Don’t get me wrong; some messes are wonderful. It’s not about living in a Pottery Barn ad! I love the way my table looks when I’ve been painting, with paper and brushes and watercolors and a muddy glass of water from rinsing blues and reds and yellows from my brushes. But when I’m finished and I put them away, it clears space for my next creative project.

Watercolor brushes

So the messes left over from fun, creative moments are beautiful in their own way. But the mess left over from putting everything else in my life ahead of my own body and spirit, not so much.

Go easy on yourself.

Because of the emotional weight of clutter, it can be very difficult to face and tackle on your own. If you let go of shame and embarrassment, treat yourself with compassion (really, you’re not the only person on the Earth with clutter), and nurture yourself by getting the support you need, you can de-clutter and open up the parts of your life you’ve been neglecting.

I hired a professional organizer to help me, and it’s made a world of difference. She comes once a week and helps me see through the chaos. My office and my workout room are taking shape back into usable space. It’s a process, one that I’ll be in for another month or so, but I see the light beneath the piles, so-to-speak.

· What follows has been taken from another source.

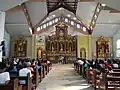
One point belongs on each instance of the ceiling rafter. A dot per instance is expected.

Although going through my clothes, books, papers, and mementos is difficult—I’m facing lost dreams, evaluating what gives me joy and what feels like a burden, and learning to let go of what no longer serves me—I know it’s a spiritual process as much as a physical one. I know I need to do it, and the vision of how my living space—and my life—will feel when its done keeps me motivated.

How would discarding things you no longer want or need improve the space you live in?

How would that support your creativity?